Мэри Георгиевна прижала узкие, шафранные ладошки к вискам — опять мигрень — и тихим призраком поднялась к себе в спальню. Пусть веселятся, — славный народ. Сверху еще приятнее прислушиваться: голоса гудят так глухо и дремотно, словно пчелы над цветущей липой. Ба-ла-лай-ка попискивает. И кильками не пахнет… И окурок из соуса провансаля перед глазами не торчит. Муж ее, Вольдемар, такой рассеянный: чуть рождение или новоселье, всегда окурки не туда кладет, куда надо…
Никто сначала и не заметил, что англичанка ушла. А потом, когда заметили, точно общий корсет на спине у всех расстегнули: свободно вздохнули — милый она человек, можно сказать, без пяти минут ангел… Но простым смертным, веселым и грешным, особливо когда они день рождения справляют, всегда ведь в присутствии ангела чуть-чуть стеснительно. Даму в плечо или куда-нибудь выше ватерлинии поцелуешь (а почему бы, черт возьми, не поцеловать?) — глазами с ангелом встретишься, и сразу точно тебе кнопкой ухо к стене пришпилили. И вообще…
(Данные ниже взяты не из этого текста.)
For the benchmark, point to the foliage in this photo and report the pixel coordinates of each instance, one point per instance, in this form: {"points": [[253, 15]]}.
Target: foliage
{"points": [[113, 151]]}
К двум часам ночи выдули все, что можно было выдуть. Только керосин и уксус на кухне остались. Но ничего, держались стойко. Никто к ножкам стола не сполз. Наоборот: части туловищ над столом держали себя особенно осанисто и прямо— вот, мол, выпито… а гусиную лапу в чужой рот не положу! Будьте покойны! Только в речах легкая заминка появилась. Выстрелит в середине слова икота, глаза удивленно вытаращатся, и вторая половина слова естественно с некоторой благородной оттяжкой выползет. Сам Ломшаков даже как будто трезвее стал. Упер руки в бока и, посасывая бакенбарды, сосредоточенно думал: «Нет ли еще чего-нибудь жидкого в доме?..» Упорно думал. Полька-служанка, шустрый обрубок с красными локтями, уволокла на кухню обглоданный скелет гуся, покосилась на хозяина и так в гуся носом и фукнула. Смешливая была девчонка! Ломшаков только зыркнул ей вслед — и ноги в шлепанцах, запнувшись о порог, молниеносно нырнули в коридорную мглу.